In accordance with earlier studies, in situ hybridisation revealed that the adenosine A₁ receptor was widely expressed in the brain, whereas A_2A receptor mRNA was restricted to the striatum, nucleus accumbens and olfactory tubercle. In addition, A₁ receptor mRNA was detected in large striatal cholinergic interneurones, 26% of these neurones were also found to express the A_2A receptor gene. Central levels of mRNAs encoding adenosine A_2B and A₃ receptors were, however, below the detection limits of in situ hybridisation.
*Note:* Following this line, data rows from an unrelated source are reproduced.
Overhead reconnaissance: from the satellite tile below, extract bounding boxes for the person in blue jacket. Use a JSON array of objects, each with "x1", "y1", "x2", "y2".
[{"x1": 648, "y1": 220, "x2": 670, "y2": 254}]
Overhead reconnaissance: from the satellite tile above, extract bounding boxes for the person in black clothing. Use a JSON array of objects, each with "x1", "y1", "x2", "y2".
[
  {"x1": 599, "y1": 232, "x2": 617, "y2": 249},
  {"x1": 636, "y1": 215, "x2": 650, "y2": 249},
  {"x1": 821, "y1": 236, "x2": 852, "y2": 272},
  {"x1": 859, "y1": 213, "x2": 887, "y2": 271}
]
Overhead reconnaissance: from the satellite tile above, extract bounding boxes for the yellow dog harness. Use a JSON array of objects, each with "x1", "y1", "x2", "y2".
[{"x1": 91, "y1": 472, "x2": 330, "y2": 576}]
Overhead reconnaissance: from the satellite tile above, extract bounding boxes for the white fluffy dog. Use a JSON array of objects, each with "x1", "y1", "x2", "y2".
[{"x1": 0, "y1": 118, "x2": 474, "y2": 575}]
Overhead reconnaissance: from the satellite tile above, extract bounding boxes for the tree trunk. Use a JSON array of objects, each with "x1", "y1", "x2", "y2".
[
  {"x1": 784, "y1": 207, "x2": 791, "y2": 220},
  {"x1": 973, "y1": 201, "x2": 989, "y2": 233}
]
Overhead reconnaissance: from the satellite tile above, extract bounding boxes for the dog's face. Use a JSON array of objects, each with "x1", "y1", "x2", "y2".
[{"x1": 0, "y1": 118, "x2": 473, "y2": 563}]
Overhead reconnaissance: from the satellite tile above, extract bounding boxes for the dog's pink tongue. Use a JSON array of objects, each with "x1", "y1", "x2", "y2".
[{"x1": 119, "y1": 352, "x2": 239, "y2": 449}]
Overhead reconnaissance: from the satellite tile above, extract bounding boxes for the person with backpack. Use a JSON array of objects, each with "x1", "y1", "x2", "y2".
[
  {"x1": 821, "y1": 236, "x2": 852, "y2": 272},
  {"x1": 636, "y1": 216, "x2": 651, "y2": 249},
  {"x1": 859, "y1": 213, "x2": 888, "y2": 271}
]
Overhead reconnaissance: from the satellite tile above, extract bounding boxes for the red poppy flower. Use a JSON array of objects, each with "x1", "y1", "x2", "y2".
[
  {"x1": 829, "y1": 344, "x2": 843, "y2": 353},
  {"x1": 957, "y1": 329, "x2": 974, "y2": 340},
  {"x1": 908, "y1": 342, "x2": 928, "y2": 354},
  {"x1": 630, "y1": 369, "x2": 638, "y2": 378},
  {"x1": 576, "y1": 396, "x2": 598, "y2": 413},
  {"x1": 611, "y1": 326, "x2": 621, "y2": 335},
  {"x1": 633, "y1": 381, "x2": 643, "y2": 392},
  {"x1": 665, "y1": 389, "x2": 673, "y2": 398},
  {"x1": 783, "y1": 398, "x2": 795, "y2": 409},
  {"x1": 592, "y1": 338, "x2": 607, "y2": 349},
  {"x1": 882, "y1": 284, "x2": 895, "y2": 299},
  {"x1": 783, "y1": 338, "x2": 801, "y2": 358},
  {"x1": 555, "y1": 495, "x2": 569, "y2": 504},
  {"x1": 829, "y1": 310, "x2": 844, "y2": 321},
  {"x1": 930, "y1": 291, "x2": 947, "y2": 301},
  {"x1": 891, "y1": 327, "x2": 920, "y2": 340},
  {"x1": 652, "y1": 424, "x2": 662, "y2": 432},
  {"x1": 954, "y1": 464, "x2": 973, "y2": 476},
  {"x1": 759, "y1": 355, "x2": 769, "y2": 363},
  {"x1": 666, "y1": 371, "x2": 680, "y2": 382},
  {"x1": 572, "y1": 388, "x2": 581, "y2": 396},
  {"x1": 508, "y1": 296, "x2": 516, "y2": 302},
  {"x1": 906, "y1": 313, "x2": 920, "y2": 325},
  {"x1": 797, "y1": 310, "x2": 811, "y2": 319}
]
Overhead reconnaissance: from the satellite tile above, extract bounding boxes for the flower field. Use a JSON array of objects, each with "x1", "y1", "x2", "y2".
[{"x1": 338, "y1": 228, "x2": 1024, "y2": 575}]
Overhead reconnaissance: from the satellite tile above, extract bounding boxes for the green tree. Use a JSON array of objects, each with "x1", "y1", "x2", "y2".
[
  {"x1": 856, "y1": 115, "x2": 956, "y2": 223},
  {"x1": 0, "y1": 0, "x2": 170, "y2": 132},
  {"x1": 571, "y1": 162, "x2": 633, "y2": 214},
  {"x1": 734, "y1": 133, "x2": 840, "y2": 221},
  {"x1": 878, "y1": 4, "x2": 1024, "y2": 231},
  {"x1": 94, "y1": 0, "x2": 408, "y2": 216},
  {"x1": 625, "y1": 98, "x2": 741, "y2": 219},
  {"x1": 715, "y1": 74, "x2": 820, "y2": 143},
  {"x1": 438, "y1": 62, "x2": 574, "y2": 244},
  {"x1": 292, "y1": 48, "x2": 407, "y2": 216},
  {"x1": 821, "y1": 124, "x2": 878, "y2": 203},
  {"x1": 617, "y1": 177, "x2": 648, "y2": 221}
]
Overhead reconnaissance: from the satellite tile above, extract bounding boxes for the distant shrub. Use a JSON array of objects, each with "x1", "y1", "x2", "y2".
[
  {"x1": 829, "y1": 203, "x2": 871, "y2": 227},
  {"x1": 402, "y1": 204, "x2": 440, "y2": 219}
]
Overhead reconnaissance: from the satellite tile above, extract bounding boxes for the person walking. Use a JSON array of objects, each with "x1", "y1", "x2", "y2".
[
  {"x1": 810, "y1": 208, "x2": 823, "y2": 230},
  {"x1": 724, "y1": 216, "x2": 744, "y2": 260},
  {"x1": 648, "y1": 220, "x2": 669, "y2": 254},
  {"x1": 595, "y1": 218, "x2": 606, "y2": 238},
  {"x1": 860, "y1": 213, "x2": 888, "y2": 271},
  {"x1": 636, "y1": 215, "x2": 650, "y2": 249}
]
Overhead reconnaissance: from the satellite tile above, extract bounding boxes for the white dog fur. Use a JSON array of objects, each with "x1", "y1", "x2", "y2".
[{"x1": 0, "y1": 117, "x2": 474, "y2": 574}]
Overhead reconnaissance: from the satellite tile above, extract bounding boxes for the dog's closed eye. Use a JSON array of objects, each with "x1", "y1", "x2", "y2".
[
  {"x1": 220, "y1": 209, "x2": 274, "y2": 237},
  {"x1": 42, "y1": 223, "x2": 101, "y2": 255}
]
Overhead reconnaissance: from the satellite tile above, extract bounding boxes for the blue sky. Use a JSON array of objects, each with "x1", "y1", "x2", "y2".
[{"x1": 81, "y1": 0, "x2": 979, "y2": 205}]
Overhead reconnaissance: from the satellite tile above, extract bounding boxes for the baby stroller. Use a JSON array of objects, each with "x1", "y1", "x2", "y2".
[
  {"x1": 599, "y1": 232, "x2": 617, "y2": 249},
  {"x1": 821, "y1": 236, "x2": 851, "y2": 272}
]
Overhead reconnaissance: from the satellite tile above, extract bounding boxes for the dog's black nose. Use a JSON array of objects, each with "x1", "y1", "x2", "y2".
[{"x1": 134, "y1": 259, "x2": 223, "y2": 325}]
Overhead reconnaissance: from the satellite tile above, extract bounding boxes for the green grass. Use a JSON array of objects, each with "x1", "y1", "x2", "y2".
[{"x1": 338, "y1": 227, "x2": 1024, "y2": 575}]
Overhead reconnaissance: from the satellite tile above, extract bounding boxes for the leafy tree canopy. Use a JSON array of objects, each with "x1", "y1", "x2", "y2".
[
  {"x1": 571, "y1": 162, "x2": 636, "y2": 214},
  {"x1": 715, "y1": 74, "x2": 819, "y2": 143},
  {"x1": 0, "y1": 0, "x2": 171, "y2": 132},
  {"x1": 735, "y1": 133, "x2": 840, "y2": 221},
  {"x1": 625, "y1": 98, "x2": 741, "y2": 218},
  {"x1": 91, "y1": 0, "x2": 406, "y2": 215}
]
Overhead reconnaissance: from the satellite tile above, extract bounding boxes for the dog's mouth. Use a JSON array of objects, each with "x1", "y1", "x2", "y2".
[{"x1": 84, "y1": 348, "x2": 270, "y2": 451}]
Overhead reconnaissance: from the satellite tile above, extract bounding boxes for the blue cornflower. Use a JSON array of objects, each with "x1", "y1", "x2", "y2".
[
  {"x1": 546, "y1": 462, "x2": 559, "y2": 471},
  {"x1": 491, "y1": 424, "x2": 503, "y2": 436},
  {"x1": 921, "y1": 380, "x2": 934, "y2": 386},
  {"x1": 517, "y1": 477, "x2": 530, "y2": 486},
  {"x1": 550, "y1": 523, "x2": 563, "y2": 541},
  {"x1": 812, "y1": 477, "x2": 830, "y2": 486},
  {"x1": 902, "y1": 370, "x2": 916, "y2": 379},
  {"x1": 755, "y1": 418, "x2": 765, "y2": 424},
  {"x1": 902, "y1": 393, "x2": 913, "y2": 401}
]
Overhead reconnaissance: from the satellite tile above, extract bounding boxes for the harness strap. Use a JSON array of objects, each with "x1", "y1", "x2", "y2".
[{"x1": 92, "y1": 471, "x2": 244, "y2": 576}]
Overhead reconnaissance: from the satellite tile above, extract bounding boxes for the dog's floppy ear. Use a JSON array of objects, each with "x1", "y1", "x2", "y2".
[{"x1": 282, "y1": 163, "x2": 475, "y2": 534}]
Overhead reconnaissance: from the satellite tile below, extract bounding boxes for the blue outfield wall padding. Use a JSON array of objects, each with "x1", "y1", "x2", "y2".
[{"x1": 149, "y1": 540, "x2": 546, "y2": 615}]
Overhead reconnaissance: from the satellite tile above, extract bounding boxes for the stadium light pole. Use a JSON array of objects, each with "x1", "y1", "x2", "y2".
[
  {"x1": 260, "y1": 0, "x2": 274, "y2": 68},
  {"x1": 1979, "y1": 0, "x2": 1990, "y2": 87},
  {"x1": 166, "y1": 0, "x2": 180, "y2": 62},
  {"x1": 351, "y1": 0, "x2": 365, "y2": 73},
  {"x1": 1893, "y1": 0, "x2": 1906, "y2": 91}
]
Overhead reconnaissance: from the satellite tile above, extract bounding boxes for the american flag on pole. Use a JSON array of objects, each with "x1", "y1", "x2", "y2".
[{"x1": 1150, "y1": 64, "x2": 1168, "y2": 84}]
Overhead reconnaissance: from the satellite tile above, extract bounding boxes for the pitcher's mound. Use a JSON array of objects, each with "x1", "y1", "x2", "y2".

The more sensitive technique of RT‐PCR was then employed to investigate the distribution of adenosine receptor mRNAs in the central nervous system (CNS) and a wide range of peripheral tissues. As a result, many novel sites of adenosine receptor gene expression were identified. A₁ receptor expression has now been found in the heart, aorta, liver, kidney, eye and bladder. These observations are largely consistent with previous functional data. A_2A receptor mRNA was detected in all brain regions tested, demonstrating that expression of this receptor is not restricted to the basal ganglia. In the periphery A_2A receptor mRNA was also found to be more widely distributed than generally recognised. The ubiquitous distribution of the A_2B receptor is shown for the first time, A_2B mRNA was detected at various levels in all rat tissues studied. Expression of the gene encoding the adenosine A₃ receptor was also found to be widespread in the rat, message detected throughout the CNS and in many peripheral tissues. This pattern of expression is similar to that observed in man and sheep, which had previously been perceived to possess distinct patterns of A₃ receptor gene expression in comparison to the rat.

In summary, this work has comprehensively studied the expression of all the cloned adenosine receptors in the rat, and in so doing, resolves some of the uncertainty over where these receptors might act to control physiological processes mediated by adenosine.